We thank the reviewer for their comments and suggestions. We provide answers to each of their comments one by one using enumeration:

1. We thank the reviewer for their suggestion. We have reorganized the text to outline their suggested sequence. The section “AGNs for cosmology” is now moved to Sec. 3, right after we describe the AGN accretion disk structure and BLR emission. We then discuss the recent highlights from the work with coronal lines. And then discuss the salient findings from our predictions for the accretion disk and BLR time-lag recovery expected with the LSST. We now also include a concluding section summarising our findings and notes for the future.
2. We have added brief notes on the MS, DDF, and cadences in the revised version. We thank the reviewer for bringing this to our attention this mistake. The corrected equation for the Ratio (or δ) should be tau_adopted/tau_derived.
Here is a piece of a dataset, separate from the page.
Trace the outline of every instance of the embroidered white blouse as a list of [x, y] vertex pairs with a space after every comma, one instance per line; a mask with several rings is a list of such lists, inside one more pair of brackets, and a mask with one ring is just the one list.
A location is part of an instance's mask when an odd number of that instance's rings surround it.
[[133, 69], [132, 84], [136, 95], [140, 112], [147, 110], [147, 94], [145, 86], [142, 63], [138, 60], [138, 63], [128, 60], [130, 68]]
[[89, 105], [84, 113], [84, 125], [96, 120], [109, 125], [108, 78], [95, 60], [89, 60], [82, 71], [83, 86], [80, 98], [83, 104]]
We have corrected the equation and the statements based on this for the two cases shown in Figure 5 bottom right panels.
3. We have now corrected this typographical error in the revised version of the manuscript.

Round 2

Reviewer 1 Report

The authors addressed my previous comments by including provides a brief overview of the Seyfert I/II and RL/RQ classification, adding a section on concluding remarks, and improving figures.